[aarch64-port-dev ] Sporadic crashes on aarch64 after switching from OpenJDK 9 to 10
Andrew Haley
aph at redhat.com
Tue Jun 19 16:19:35 UTC 2018
On 06/19/2018 04:44 PM, Stephan Bergmann wrote:
> I unfortunately have a bit of a complex set up, but maybe somebody has
> an idea how to debug this further:
>
> I am doing Flatpak builds of LibreOffice. Those builds used to use
> OpenJDK 9. When I tried to switch to OpenJDK 10, builds for aarch64
> started to fail, in one of LibreOffice's tests that instantiates a JVM
> in a (C++) process. Builds for other platforms (arm 32-bit, x86 32- and
> 64-bit) did not fail.
>
> I unsuccessfully tried to reproduce the failure on various aarch64
> machines (with varying 4K and 64K PAGE_SIZE); the only kind of machine I
> could reproduce it on (not fully reliably, but around 50% of the time)
> is massively parallel 64-core machines (which are routinely used for
> those Flatpak builds).
>
> The symptom is always a SIGSEGV in a thread whose gdb backtrace shows
> just a single frame of apparently JIT-generated code (i.e., outside any
> .so).
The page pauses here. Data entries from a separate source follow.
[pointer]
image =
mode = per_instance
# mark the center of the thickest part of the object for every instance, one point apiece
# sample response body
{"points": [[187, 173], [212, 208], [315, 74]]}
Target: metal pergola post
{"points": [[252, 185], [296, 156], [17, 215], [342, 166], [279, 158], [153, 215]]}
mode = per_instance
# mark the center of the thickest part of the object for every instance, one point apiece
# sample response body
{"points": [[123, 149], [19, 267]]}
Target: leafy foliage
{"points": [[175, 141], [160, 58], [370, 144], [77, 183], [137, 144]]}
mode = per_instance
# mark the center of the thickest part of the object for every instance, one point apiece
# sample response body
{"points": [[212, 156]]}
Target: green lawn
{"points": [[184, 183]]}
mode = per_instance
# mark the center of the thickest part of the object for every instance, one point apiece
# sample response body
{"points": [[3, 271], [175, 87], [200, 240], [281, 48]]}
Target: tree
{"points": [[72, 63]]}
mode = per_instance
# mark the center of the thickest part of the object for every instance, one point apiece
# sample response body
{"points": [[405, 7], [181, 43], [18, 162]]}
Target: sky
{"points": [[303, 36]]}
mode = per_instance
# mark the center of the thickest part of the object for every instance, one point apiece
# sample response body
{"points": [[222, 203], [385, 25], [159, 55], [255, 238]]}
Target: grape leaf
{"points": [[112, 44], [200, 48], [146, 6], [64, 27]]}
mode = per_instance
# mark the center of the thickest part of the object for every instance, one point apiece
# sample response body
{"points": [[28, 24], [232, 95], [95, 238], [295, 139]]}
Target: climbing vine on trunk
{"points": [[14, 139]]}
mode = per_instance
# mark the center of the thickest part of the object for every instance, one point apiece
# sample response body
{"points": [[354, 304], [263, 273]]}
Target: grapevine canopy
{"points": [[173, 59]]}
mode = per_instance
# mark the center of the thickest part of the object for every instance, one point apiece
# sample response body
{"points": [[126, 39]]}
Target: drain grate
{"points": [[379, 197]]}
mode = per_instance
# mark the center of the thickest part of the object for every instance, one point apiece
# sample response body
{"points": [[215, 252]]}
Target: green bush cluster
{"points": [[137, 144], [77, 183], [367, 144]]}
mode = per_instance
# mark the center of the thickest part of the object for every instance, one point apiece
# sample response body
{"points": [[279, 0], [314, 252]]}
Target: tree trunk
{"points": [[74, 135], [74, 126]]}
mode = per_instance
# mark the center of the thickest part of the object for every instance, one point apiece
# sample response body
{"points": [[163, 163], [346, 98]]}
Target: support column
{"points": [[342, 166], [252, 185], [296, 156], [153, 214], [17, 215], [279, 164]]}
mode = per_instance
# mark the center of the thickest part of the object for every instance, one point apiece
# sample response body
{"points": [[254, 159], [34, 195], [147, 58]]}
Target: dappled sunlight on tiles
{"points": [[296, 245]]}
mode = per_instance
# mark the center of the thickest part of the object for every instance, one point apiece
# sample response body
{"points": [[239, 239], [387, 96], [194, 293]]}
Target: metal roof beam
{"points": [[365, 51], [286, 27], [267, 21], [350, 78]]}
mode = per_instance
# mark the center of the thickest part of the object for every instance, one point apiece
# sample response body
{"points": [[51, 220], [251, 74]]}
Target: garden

A typical such case is
>
>> (gdb) disas 0x0000ffff8a1d6d80,+300
>> Dump of assembler code from 0xffff8a1d6d80 to 0xffff8a1d6eac:
>> 0x0000ffff8a1d6d80: .inst 0xffffffff ; undefined
>> 0x0000ffff8a1d6d84: .inst 0x00000000 ; undefined
>> 0x0000ffff8a1d6d88: adrp x12, 0x100003add7000
>> 0x0000ffff8a1d6d8c: .inst 0x00386024 ; NYI
>> 0x0000ffff8a1d6d90: .inst 0x60806000 ; undefined
>> 0x0000ffff8a1d6d94: .inst 0x00000000 ; undefined
>> 0x0000ffff8a1d6d98: .inst 0x00000000 ; undefined
>> 0x0000ffff8a1d6d9c: .inst 0x00000000 ; undefined
>> 0x0000ffff8a1d6da0: .inst 0x00000000 ; undefined
>> 0x0000ffff8a1d6da4: .inst 0x00000000 ; undefined
>> 0x0000ffff8a1d6da8: .inst 0x00000000 ; undefined
>> 0x0000ffff8a1d6dac: .inst 0x00000000 ; undefined
>> 0x0000ffff8a1d6db0: .inst 0x00000000 ; undefined
>> 0x0000ffff8a1d6db4: .inst 0x00000000 ; undefined
>> 0x0000ffff8a1d6db8: .inst 0x00000000 ; undefined
>> 0x0000ffff8a1d6dbc: .inst 0x00000000 ; undefined
>> 0x0000ffff8a1d6dc0: ldr w8, [x1,#8]
>> 0x0000ffff8a1d6dc4: cmp w9, w8
>> 0x0000ffff8a1d6dc8: b.eq 0xffff8a1d6e00
>> 0x0000ffff8a1d6dcc: adrp x8, 0xffff8263c000
>> 0x0000ffff8a1d6dd0: add x8, x8, #0x700
>> 0x0000ffff8a1d6dd4: br x8
>> 0x0000ffff8a1d6dd8: nop
>> 0x0000ffff8a1d6ddc: nop
>> 0x0000ffff8a1d6de0: nop
>> 0x0000ffff8a1d6de4: nop
>> 0x0000ffff8a1d6de8: nop
>> 0x0000ffff8a1d6dec: nop
>> 0x0000ffff8a1d6df0: nop
>> 0x0000ffff8a1d6df4: nop
>> 0x0000ffff8a1d6df8: nop
>> 0x0000ffff8a1d6dfc: nop
>> 0x0000ffff8a1d6e00: nop
>> 0x0000ffff8a1d6e04: sub x9, sp, #0x14, lsl #12
>> 0x0000ffff8a1d6e08: str xzr, [x9]
>> 0x0000ffff8a1d6e0c: sub sp, sp, #0x40
>> 0x0000ffff8a1d6e10: stp x29, x30, [sp,#48]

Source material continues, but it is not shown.